Tuesday, March 28, 2006

Another song about heroin.

Johnny Cash once said "drug abuse runs through this family like turkeys through a cornfield".

Perhaps that's why he was able to produce the second of great songs about drug addiction. The comparison with "just say no" is breathtaking.

The song was in my rotation, and after hearing it a few times, but not actually paying attention, my wife looked up, with a pained expression, and said "that just seems painful". "Of course", I replied.

Trent Reznor of Nine Inch Nails actually wrote and popularized the song.

And who put Johnny Cash together with a modern grungy rock song would be an interesting story.

But the masterpiece is Cash's, not Reznor's. Not that I have a beef with Reznor, but, for one, the NIN version of the song is hard to extract the lyrics from. Johnny Cash, as usual, focuses on delivery of the lyrics with precise articulation, with intense emotion.

The song of course is Hurt.

The powerful concept is that addiction drives one away from people. The awesome line:
You are someone else, I am still right here. captures it all.

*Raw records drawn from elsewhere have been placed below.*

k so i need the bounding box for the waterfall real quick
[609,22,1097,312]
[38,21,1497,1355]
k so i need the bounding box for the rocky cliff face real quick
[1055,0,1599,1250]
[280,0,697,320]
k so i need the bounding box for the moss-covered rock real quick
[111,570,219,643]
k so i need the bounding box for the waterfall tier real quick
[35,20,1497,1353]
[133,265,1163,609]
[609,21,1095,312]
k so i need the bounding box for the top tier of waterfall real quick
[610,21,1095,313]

The pain is deep enough from the needle, but even deeper from the lack of socialization, the knowledge that the person here right now trying to help, or offering affection, will eventually leave, tired of abuse.

It's as bleak a vision of drug addiction as could be painted on any canvas, and intensified by the fact that it cannot be rejected as Reefer Madness hysteria.

Google Video Here

Update:
The Wikipedia entry for Hurt answers some of the questions.
A professor of theology at Baylor analyzes Johnny Cash's life during the time he recorded Hurt.
"If I were going to believe in God, it would be the God of Johnny Cash."

Near as I can tell, the internet video has been available for free only recently.